It might not sound like much in a world obsessed with seven-figure portfolios, but $35,000 can absolutely be enough to build a reliable passive income foundation if it’s invested with intention. The key is focusing on businesses that generate steady cash flow, pay consistent distributions, and operate in parts of the economy people rely on every single day. Investors are not trying to swing for the fences. Instead, they’re trying to buy durability. When income is the goal, predictability beats excitement, and a concentrated position in the right kind of asset can often do more work than a scattered collection of “maybe” ideas.
CHP
Choice Properties REIT (TSX: CHP.UN) fits that profile well because it owns one of the most defensive real estate portfolios in Canada. It is one of the country’s largest real estate investment trusts (REIT), with a property mix heavily weighted toward grocery-anchored retail, industrial assets, and essential necessity-based locations. Its largest tenant is Loblaw, which anchors a significant portion of its rental income. That relationship alone gives CHP.UN a level of stability many REITs simply cannot match, as grocery stores remain busy regardless of the economic cycle.
Over the past year, the share price has been relatively stable compared with more volatile real estate names, even as interest rates pressured the broader REIT sector. While it hasn’t delivered eye-popping capital gains, it preserved value and continued paying its monthly distribution without interruption. That kind of steady behaviour matters far more than short-term price pops when your objective is reliable cash flow.
Into earnings
Earnings are where the trust’s appeal really shows. In its most recent results, Choice Properties continued to report stable funds from operations, supported by high occupancy levels and contractual rent escalators embedded in long-term leases. Grocery-anchored retail has remained resilient, and its growing industrial portfolio has helped offset softness in discretionary retail segments. Importantly, management has kept a tight grip on costs and capital allocation. This allowed cash flow to comfortably cover distributions even in a higher-rate environment.

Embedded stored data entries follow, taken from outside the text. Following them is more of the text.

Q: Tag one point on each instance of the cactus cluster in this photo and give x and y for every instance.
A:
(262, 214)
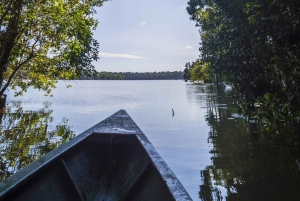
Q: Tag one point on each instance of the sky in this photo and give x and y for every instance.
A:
(145, 36)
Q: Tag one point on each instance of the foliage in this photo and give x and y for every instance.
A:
(201, 72)
(255, 45)
(26, 136)
(44, 40)
(249, 164)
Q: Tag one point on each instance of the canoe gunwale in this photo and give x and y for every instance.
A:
(118, 124)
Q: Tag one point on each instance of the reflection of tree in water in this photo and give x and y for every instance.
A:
(250, 165)
(26, 136)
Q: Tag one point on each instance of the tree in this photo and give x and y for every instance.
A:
(42, 41)
(201, 72)
(255, 46)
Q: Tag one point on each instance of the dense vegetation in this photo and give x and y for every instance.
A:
(198, 72)
(44, 40)
(255, 45)
(136, 76)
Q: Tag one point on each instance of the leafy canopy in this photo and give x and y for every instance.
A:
(42, 41)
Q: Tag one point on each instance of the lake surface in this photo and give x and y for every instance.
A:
(215, 153)
(180, 139)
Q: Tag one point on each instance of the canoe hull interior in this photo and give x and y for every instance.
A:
(102, 167)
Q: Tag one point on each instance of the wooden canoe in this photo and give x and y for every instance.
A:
(112, 160)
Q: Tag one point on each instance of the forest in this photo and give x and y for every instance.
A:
(164, 75)
(254, 46)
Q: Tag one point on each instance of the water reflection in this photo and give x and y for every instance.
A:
(249, 162)
(27, 135)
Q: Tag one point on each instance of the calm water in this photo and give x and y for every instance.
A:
(215, 153)
(180, 139)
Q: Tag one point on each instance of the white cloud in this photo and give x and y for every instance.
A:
(143, 23)
(124, 56)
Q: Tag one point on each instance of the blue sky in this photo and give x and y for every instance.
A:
(145, 36)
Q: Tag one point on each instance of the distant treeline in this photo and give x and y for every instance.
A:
(164, 75)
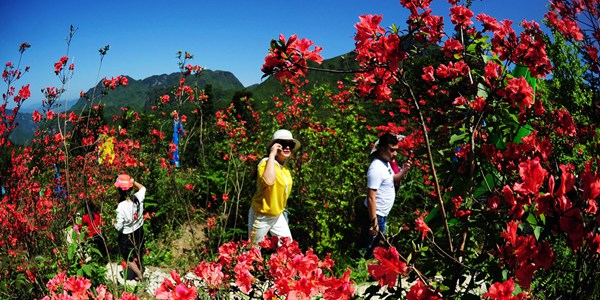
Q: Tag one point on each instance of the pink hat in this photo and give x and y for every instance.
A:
(123, 182)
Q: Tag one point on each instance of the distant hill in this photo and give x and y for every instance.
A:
(342, 65)
(23, 133)
(140, 94)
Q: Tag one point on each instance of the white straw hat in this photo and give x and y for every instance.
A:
(283, 134)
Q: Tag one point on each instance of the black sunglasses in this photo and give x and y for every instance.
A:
(285, 143)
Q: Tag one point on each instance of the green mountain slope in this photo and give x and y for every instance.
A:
(140, 94)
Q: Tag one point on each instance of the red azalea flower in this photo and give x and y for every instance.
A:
(389, 266)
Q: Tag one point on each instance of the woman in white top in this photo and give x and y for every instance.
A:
(130, 221)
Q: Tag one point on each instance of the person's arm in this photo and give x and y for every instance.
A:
(269, 175)
(372, 208)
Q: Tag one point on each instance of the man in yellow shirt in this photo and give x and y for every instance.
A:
(274, 184)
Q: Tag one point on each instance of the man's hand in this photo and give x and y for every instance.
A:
(374, 228)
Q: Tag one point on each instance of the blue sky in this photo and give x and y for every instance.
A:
(144, 36)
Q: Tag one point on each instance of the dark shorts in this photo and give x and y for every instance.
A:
(131, 246)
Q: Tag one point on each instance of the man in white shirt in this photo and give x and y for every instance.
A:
(381, 191)
(130, 222)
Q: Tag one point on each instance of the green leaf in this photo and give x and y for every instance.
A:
(71, 251)
(537, 231)
(531, 219)
(87, 269)
(457, 137)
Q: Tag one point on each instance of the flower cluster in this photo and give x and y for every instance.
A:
(288, 272)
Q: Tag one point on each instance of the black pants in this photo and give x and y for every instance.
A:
(98, 243)
(131, 246)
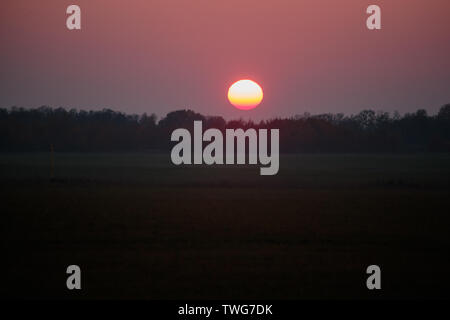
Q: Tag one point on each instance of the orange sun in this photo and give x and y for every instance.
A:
(245, 94)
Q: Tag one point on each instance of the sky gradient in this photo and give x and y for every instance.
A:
(149, 56)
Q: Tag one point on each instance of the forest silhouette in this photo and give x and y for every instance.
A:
(39, 129)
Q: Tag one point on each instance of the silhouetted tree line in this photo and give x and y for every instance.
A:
(100, 131)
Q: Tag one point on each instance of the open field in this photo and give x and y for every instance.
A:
(140, 227)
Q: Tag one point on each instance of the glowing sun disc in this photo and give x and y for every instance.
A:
(245, 94)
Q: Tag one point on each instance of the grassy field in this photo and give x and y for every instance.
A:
(140, 227)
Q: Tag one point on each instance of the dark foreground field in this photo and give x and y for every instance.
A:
(140, 227)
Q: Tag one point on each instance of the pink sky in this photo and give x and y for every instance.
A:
(158, 56)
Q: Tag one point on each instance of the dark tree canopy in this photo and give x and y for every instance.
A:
(106, 130)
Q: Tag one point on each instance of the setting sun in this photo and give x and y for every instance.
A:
(245, 94)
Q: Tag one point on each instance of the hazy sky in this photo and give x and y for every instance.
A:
(157, 56)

Valuation also plays in CHP.UN’s favour. It trades at a reasonable multiple of funds from operations compared with other large Canadian REITs, reflecting both its defensive nature and the market’s lingering caution around real estate. Its distribution yield sits around 5.2%, which is attractive without being a red-flag yield. More importantly, the payout ratio remains conservative at 70%, leaving room for stability rather than forcing the trust to stretch to maintain income.
Putting it together
Inside a TFSA, that $35,000 income is completely tax-free. While it may not replace a salary, it can cover groceries, utilities, or other recurring expenses, which is the real psychological win of passive income. Over time, reinvesting part of those distributions can gradually increase the income stream without adding new capital. Yet right now, here’s what $35,000 can bring in from dividends alone.
| COMPANY | RECENT PRICE | NUMBER OF SHARES | DIVIDEND | ANNUAL TOTAL PAYOUT | FREQUENCY | TOTAL INVESTMENT |
|---|---|---|---|---|---|---|
| CHP.UN | $14.90 | 2348 | $0.77 | $1,807.96 | Monthly | $34,985.20 |
CHP.UN could be suitable for a reliable passive income portfolio as it does not require constant monitoring or perfect timing. The business model is simple, the tenant base is defensive, and the income is recurring. Risks still exist, including interest rate sensitivity and retail exposure, but they are far lower than those of office-heavy or speculative REITs. For investors who value sleep-at-night, the income over aggressive growth trade-off often makes sense.
Bottom line
The bigger picture is this: building passive income is less about the size of your starting capital and more about the quality of the asset you choose. A focused investment in a defensive, cash-generating dividend stock like Choice Properties can turn $35,000 into a dependable monthly income stream that does real work in your budget. It may not be flashy, but reliability rarely is, and when it comes to passive income, boring is often exactly what you want.